Profiling a CMake Build

Author: thothonegan
Tags: c++ cmake makefile profiling

It is pretty hard to profile a build system to see where compile time is, especially for C++ since slowdowns generally involves either templates or extra header files.

Assuming you've done things already such as using ninja, using multiple build jobs, and basic header hygine, it is hard to know where to optimize next.

So lets figure out a way to measure it using cmake's makefile generator. Roughly, we just want to see what specific compiles are taking longer, so we can look at the headers used and optimize those specifically, instead of guessing and spending hours with almost no effect (like i did).

First generate the build with cmake. Only important part is using the unix makefiles generator (which is default if unspecified) and whatever other options you need for your build.

cmake "$HACKERGUILD/Repo/Wolf"
    -DCMAKE_BUILD_TYPE="Debug"
    -DCMAKE_EXPORT_COMPILE_COMMANDS=YES

Then we need to alter the generated makefiles so we can measure it.

First, create a file called rusage in your home directory [or somewhere] and mark it executable. This file will act like a shell and use GNU time to measure every command going through it in a specific format.

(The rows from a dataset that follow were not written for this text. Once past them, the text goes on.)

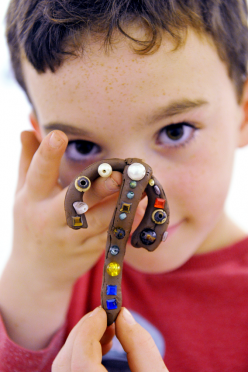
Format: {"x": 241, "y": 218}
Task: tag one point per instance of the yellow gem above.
{"x": 113, "y": 269}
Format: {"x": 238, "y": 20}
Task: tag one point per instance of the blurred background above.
{"x": 14, "y": 110}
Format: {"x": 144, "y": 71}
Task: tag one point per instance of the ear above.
{"x": 243, "y": 136}
{"x": 35, "y": 124}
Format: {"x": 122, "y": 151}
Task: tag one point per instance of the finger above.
{"x": 29, "y": 146}
{"x": 101, "y": 188}
{"x": 142, "y": 353}
{"x": 106, "y": 340}
{"x": 82, "y": 351}
{"x": 43, "y": 173}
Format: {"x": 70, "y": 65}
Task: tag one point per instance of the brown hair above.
{"x": 47, "y": 31}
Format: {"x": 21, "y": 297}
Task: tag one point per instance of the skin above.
{"x": 82, "y": 350}
{"x": 114, "y": 99}
{"x": 122, "y": 102}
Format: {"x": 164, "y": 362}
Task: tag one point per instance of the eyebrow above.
{"x": 176, "y": 108}
{"x": 67, "y": 129}
{"x": 173, "y": 109}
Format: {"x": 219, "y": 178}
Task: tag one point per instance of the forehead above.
{"x": 104, "y": 83}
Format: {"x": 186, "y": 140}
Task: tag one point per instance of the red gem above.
{"x": 159, "y": 203}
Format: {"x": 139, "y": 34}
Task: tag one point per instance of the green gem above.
{"x": 133, "y": 184}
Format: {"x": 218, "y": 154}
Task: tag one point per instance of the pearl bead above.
{"x": 104, "y": 170}
{"x": 136, "y": 171}
{"x": 80, "y": 207}
{"x": 133, "y": 184}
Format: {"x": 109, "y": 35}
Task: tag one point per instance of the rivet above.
{"x": 130, "y": 195}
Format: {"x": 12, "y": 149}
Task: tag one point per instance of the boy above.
{"x": 162, "y": 81}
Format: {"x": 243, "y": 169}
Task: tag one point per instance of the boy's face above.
{"x": 177, "y": 110}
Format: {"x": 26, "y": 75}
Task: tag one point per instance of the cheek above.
{"x": 197, "y": 189}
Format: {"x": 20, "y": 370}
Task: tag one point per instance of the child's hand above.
{"x": 88, "y": 341}
{"x": 41, "y": 233}
{"x": 47, "y": 256}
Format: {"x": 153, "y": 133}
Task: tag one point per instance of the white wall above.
{"x": 14, "y": 110}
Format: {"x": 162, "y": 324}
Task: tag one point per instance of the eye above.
{"x": 80, "y": 150}
{"x": 176, "y": 134}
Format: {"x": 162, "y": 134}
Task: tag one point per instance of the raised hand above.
{"x": 47, "y": 257}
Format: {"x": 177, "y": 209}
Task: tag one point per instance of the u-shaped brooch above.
{"x": 137, "y": 178}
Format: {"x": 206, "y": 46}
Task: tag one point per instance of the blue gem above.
{"x": 112, "y": 290}
{"x": 133, "y": 184}
{"x": 114, "y": 250}
{"x": 111, "y": 304}
{"x": 130, "y": 195}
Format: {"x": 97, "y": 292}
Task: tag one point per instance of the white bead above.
{"x": 136, "y": 171}
{"x": 80, "y": 207}
{"x": 104, "y": 170}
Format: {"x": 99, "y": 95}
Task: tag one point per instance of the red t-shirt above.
{"x": 197, "y": 315}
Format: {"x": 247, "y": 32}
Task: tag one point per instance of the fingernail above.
{"x": 55, "y": 141}
{"x": 128, "y": 317}
{"x": 111, "y": 184}
{"x": 94, "y": 312}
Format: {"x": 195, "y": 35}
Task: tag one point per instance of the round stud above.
{"x": 157, "y": 190}
{"x": 104, "y": 170}
{"x": 136, "y": 171}
{"x": 133, "y": 184}
{"x": 82, "y": 184}
{"x": 114, "y": 250}
{"x": 148, "y": 236}
{"x": 151, "y": 182}
{"x": 122, "y": 216}
{"x": 130, "y": 195}
{"x": 119, "y": 233}
{"x": 113, "y": 269}
{"x": 80, "y": 207}
{"x": 159, "y": 216}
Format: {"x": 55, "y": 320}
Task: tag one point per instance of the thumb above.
{"x": 29, "y": 146}
{"x": 142, "y": 353}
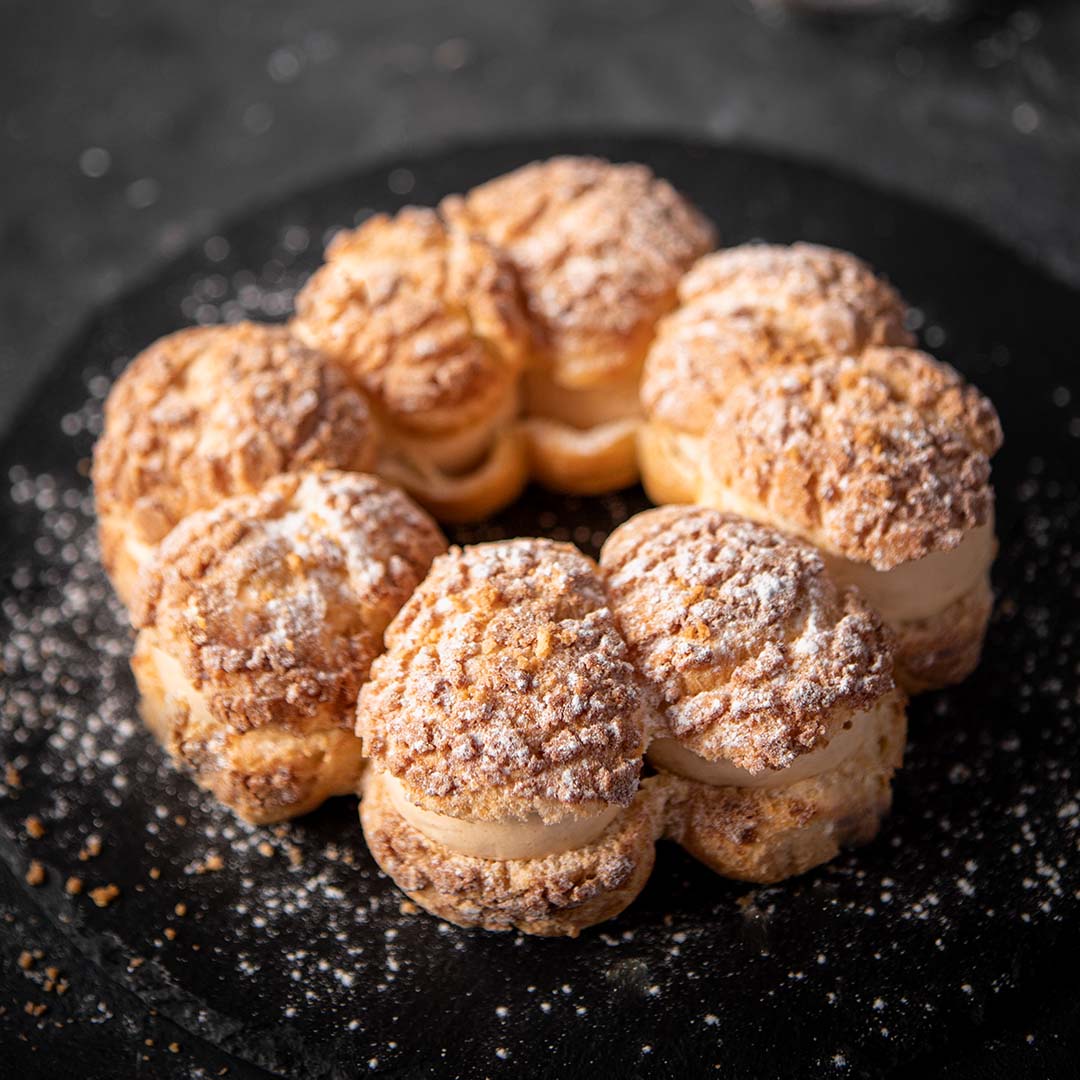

It contains: (thanks to http://alangrow.com/blog/profiling-every-command-in-a-makefile )

#!/bin/sh
exec time -f 'rc=%x elapsed=%e user=%U system=%S maxrss=%M avgrss=%t ins=%I outs=%O minflt=%R majflt=%F swaps=%W avgmem=%K avgdata=%D argv="%C"' "$@"

Now we need to update the makefiles cmake wrote to use it

find . -type f -print0 | xargs -0 sed -i 's@SHELL = /bin/sh@SHELL = ${HOME}/rusage /bin/sh@'

And last, we turn off cmake updating the build system so it doesnt overwrite our changes. You'll want to trash the build dir when you're done anyways.

sed -i 's/all: cmake_check_build_system/all:/' Makefile

Ok now we do a normal build, outputting to both the terminal and a file [usage.txt] so we can analyze later

make 2>&1 | tee timings.txt

Now wait a long time, cause your build is slow and we're purposly not using multiple jobs to get better timings (might work, but havent tried it).

Done? Ok, now we need to analyze the information.

We need to throw out any line that doesnt have timing information, sort by the elapsed time (which is realtime clock), and then output that to another file.

cat timings.txt | grep 'elapsed' | sort -t '=' -k 3 -r -n > timings-sorted.txt

Now we have a nicer usage file. Biggest things to note here:

  • Multiple directories in cmake will have their own time entries as it recursively calls make. As such, a lot of the top calls might just be make calling the next level.
  • Depending on your program, linking might also be a huge cost compared to the individual files. While theirs solutions here too such as using GCC's visibility attributes, or switching to gold/lld, might not be as worth looking at.